To this end, Rajendren built a strong team that vibes with him. Similar to Knight Frank’s best practice of creating a home away from home experience in its hospitality management projects, Rajendren focused on developing a strong team of committed staff who would go above and beyond their call of duty to deliver to their best potential. “Mentoring plays a key role in my leadership style. Just as much as I vouch for the advice from my mentor, I also have a clear-cut mentorship program outlined for my team. All our mentees are coached on personal, financial, education, health and professional fronts,” he said, adding that each team member is shown a clear growth curve and is guided towards achieving it, but with the right work-life balance.
“A great leader is one who has the right strategy in mind and has a succession plan. We all need to grow. Only when I grow will people under me also succeed. And this comes with people connect.”

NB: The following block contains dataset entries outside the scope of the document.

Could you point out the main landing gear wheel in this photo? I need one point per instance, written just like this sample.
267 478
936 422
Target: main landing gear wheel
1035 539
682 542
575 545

Rajendren rocks a commitment-based approach, “Today, I find people leaving the basics behind in an effort to do something complicated, which lands them in trouble. My success is based on going back to the basics. Focus on emotions, make people feel comfortable – be it a client or a team member – and ensure you have a transparent relationship.”
Valson said this sentiment defines Knight Frank’s approach. He said, “When you focus on emotions and make people feel comfortable at work, they begin to feel responsible. When team members are empowered and made accountable, high quality work is a natural output.”
In the last three years, the Knight Frank facilities management team has grown from about 20 professionals to about 100.
“In the last three years, our Facilities & Asset Management service portfolio in India has grown from a mere 30 million sq. feet to 245 million sq. feet with over 850 professionals,” Rajendren told Explocity.
“It is this culture of transparency and commitment infused within the organisation that has helped Knight Frank maintain its best practice of providing benchmarked standards of service to our clients,” Valson said.